Boulogne, Lens, Liévin... des communes PS qui votent RN
La liste est longue des mairies socialistes du Pas-de-Calais et du Nord où Marine Le Pen est arrivée en tête au 1er tour de cette élection présidentielle : Boulogne-sur-Mer (32,52%), Lens (39,70%), Liévin (45,61%), Carvin (40,72%), Denain (41,67%), Douai (28,07%)... En 2017 déjà, la candidate RN l'avait emporté dans ces communes. Cinq ans plus tard, elle ne fait que conforter sa main mise sur ces territoires. "Le vote RN est une lame de fond, l'ancrage local n'est plus un frein à ce vote", analyse Rémi Lefebvre, professeur de sciences politiques à l'université de Lille.
Dans ces villes, le Parti socialiste a poursuivi son recul après le camouflet de 2017. Par exemple, à Boulogne-sur-Mer, dirigé par Frédéric Cuvillier (PS), Anne Hidalgo a recueilli 706 voix de moins que Benoit Hamon. A Lens, ville tenue de Sylvain Robert (PS) depuis 2013, la candidate obtient 795 bulletins de moins.
"Ce qui est spectaculaire, c'est la différence entre les élections locales et les élections nationales", note Rémi Lefebvre. Liévin illustre cette dissonance. En 2020, lors des élections municipales, le candidat RN, Louis Mompeu, n'avait obtenu que 15,97% des suffrages face au candidat PS, Laurent Duporge, qui récoltait 73,52%. Une tendance renversée pour l'élection présidentielle, avec 45,61% pour Marine Le Pen et 19,70% pour Jean-Luc Mélenchon, alors qu'Anne Hidalgo n'atteint que 2,63%.
Lille, de socialiste à insoumise
La métropole nordiste est une autre illustration de taille de la déroute socialiste. Dimanche, Anne Hidalgo y a reçu seulement 2.000 bulletins, soit 7.849 de moins que pour Benoit Hamon en 2017. Dans cette ville socialiste depuis 1955, dirigée depuis 2001 par Martine Aubry, la France insoumise de Jean-Luc Mélenchon est arrivée en tête avec 40,53% des suffrages au 1er tour de la présidentielle.

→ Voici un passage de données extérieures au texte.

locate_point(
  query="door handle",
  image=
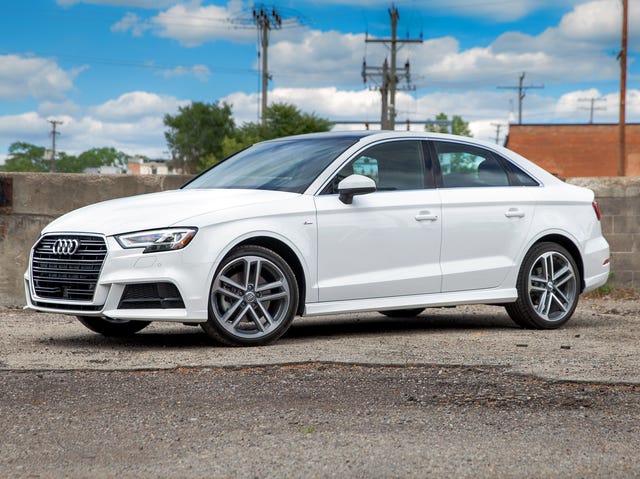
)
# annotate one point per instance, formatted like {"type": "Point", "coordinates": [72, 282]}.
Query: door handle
{"type": "Point", "coordinates": [514, 213]}
{"type": "Point", "coordinates": [426, 216]}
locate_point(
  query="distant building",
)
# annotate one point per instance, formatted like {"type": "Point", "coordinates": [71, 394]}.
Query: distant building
{"type": "Point", "coordinates": [576, 150]}
{"type": "Point", "coordinates": [104, 170]}
{"type": "Point", "coordinates": [141, 166]}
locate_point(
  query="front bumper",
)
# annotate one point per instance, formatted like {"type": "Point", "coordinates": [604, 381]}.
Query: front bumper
{"type": "Point", "coordinates": [123, 267]}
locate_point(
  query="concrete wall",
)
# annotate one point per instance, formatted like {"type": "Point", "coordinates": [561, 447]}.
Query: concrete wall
{"type": "Point", "coordinates": [29, 201]}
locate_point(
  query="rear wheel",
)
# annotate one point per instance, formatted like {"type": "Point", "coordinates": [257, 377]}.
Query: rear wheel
{"type": "Point", "coordinates": [402, 313]}
{"type": "Point", "coordinates": [253, 299]}
{"type": "Point", "coordinates": [112, 327]}
{"type": "Point", "coordinates": [548, 288]}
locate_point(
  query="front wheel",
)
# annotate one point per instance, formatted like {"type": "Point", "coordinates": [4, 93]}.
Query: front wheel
{"type": "Point", "coordinates": [253, 299]}
{"type": "Point", "coordinates": [548, 288]}
{"type": "Point", "coordinates": [112, 327]}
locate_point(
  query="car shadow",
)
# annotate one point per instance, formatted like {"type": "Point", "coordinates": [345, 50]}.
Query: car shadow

"Plus de 40%, c'est énorme, commente Rémi Lefebvre. Lille, c'est une ville de gauche qui a basculé du socialisme à Insoumis, par l'effet du vote utile." En 2017, Mélenchon avait déjà pris la première place, devant Emmanuel Macron. Mais cette année, le candidat gagne près de 9.000 bulletins supplémentaires. "Attention, LFI n'est pas propriétaire de ce vote de gauche", nuance cependant le politologue.
La défaite cuisante d'Anne Hidalgo fragilise la situation financière déjà délicate du PS. Arrivé sous la barre des 5%, le parti ne sera pas remboursé par l'Etat de ses frais de campagne.